I AM GLAD FOR OUR TIME, A TRANSITION TIME FOR WHAT WILL BE THE MEDICINE OF THE NEXT 50 YEARS. AFTER THAT, HUMANS WILL GO INTO "NANO" IN MEDICINE,  I HOPE!


crbcm is coming to age

I tell my children that one of the things that make us adult is the confrontation by legal challenges.
It is a sign of a successful maturity to be blindsided by eager vandals who envy your performances and will trigger calls for lawsuits.  The CRBCM has used references, published facts that exist and come to us by e-mails and other venues.
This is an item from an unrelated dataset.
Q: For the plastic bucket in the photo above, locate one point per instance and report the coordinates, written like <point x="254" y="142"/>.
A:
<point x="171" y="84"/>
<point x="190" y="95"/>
All we have done is bring to our reviewers material that exists, some time unedited to show we are not in the business of making up these reported facts.  In some malevolent brains, it is time to complain.  We will modify our reports to be more of a commentary now to curtail these vicious attacks.  One thing for sure, we are on the right path, and our fight is just, and threatening to bandits!  Whatever result from these attacks will not stop progress at CBCM!

Sunday, November 24, 2013

IBRUTINIB APPROVED FOR MANTLE CELL LYMPHOMA

Ibrutininb, a Bruton's Tyrokinase Inhibitor, was approved as a second line agent in recurrent Mantle cell lymphoma.  The approval was based on prolongation of disease free survival only in this setting.  Ibrutinib 560 mg was given in the study that led to approval.
65.8 % in Overall response rate, of which 17% were complete Response.

Warning though:
5% had bleeding (subdural Hematoma, GI bleed, or Hematuria)
Infection, myelosuppression renal toxicity abdominal pains were also part of the side effects

Change dosage (reduce) if using concomitantly a CYP3A inhibitor. Or avoid it if you can!